Para entrar en el barco debíamos entregar un disco de plástico numerado que unos oficiales nos cambiaban por nuestro pasaporte al salir y que servía como salvoconducto. El caso es que yo llevaba mi ficha en la mano sujeta con fuerza y di un pequeño traspiés, se escapó de entre mis dedos y fue rodando y rodando y, aunque grité y corrí, no pude evitar que terminase su recorrido en el interior de un sumidero de la alcantarilla del puerto, a escasos metros del malecón cerca del trasatlántico. Y allí se quedó, en un pequeño saliente del suelo que observé a través de la rejilla con algo de angustia al comprobar que, desde ese instante, yo era una ciudadana del mundo indocumentada con cara de panoli mirando el hormigón de un puerto italiano, como Marco el de Corazón.

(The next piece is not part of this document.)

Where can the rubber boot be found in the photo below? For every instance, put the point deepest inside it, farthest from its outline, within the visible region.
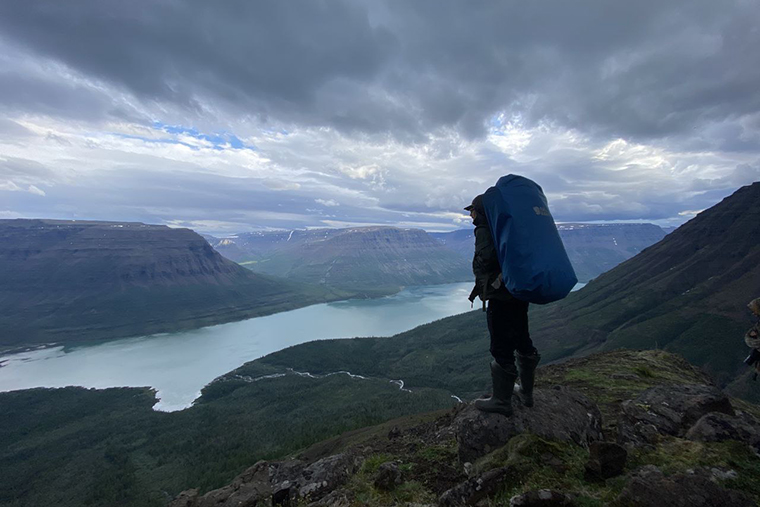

Y se obró el milagro. El griterío atrajo las miradas de muchos curiosos que se arremolinaron alrededor y también de algunos vendedores, imagino que para aprovecharse de las circunstancias.Todos hablaban con nosotros y gesticulaban con hiperactuación opinando sobre cómo podíamos recuperar la dichosa fichita. Mi mano entraba por los agujeros hasta la mitad del antebrazo, pero el circulito se encontraba más abajo. Y entonces un vendedor de corbatas llamativas, todas muy almidonadas, que las llevaba primorosamente protegidas con plásticos impolutos en una cesta colgada con una especie de cinturón me miró, sonrió, dejó el enorme canasto en el suelo, cogió una de las corbatas y la introdujo por un lateral de la 
oquedad metálica, empujando y elevando la puñetera chapita con mucho cuidado por la pared lo suficiente como para que la pudiera coger yo, que la limpié de la humedad frotándola contra mis vaqueros, sonriendo ampliamente entre los aplausos de los asistentes y casi dándole un beso a aquel individuo que me observaba con ojos divertidos. No aceptó propina y subimos la escalera de entrada mientras mi hermano comentaba en voz alta “mejor no se lo contamos hoy a papá, ¿te parece?” Y yo asentí, entrando de nuevo en aquel espacio soviético tan diferente a todo lo que yo había conocido hasta aquel entonces.